Hidden in the reeds floating on a pond next to the highway, a woman finds a baby bobbing in a shopping basket. Adopted by the Francoeurs, Hugues remains an outsider in his semi-family. At the same time, Habéké is adopted by a Canadian family and brought to Quebec after his own family dies of famine in Ethiopia. On the margins of their small town, the boys become sworn brothers, searching for their roots, desperate to return to exile, to a paradise called Ityopia.
Narrated by the bold and imaginative voice of Hugues, Sylvain Trudel’s prize-winning debut novel is at times serious and at times fantastical. In their child’s world, where Hugues and Habéké haven’t yet learned the prejudices of adults, they embark on adventures, digging holes to China and building fantastical contraptions to take them to far off places, like their hero, explorer Roald Amundsen.
About the authors
SYLVAIN TRUDEL is a novelist and author of several books for children. He is a nature-lover and a traveller, and his adventures have taken him to many parts of the world. His novels have won several literary prizes including the Canada-Switzerland prize.

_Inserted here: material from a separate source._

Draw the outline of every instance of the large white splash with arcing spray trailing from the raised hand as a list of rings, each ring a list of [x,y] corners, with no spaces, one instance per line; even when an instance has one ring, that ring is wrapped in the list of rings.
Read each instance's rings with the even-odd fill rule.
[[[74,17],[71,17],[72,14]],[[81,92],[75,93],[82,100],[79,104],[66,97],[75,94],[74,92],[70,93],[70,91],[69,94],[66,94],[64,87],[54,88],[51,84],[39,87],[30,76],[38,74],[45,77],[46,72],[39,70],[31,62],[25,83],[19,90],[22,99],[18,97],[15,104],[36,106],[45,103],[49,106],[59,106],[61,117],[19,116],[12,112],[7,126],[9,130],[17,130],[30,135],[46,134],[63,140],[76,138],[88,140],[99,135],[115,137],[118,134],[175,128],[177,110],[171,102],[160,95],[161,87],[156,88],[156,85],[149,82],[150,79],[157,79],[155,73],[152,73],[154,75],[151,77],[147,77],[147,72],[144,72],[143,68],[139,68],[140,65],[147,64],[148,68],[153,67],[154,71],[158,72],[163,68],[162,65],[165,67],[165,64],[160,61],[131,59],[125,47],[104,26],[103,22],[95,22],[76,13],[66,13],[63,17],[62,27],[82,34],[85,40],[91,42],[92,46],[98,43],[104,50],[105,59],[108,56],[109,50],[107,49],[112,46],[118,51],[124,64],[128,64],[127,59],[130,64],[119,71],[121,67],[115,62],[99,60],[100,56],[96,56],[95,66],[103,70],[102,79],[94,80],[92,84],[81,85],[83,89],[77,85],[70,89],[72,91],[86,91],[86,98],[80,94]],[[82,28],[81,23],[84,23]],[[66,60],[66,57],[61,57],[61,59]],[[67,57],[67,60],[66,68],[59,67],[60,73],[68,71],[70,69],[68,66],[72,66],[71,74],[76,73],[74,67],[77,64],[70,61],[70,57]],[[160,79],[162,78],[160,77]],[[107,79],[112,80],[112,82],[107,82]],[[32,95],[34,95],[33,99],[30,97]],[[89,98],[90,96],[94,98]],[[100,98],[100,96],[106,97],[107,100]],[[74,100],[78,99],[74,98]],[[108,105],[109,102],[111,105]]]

Donald Winkler was born in Winnipeg, graduated from the University of Manitoba, and did graduate study at the Yale School of Drama. From 1967 to 1995 he was a film director and writer at the National Film Board of Canada in Montreal, and since the 1980s, a translator of Quebec literature. In 1994, 2011, and 2013 he won the Governor General Award for French to English translation, and has been a finalist for the prize on three other occasions. His translation of Samuel Archibald's short story collection, "Arvida," was a finalist for the 2015 Giller Prize. He lives in Montreal, Quebec.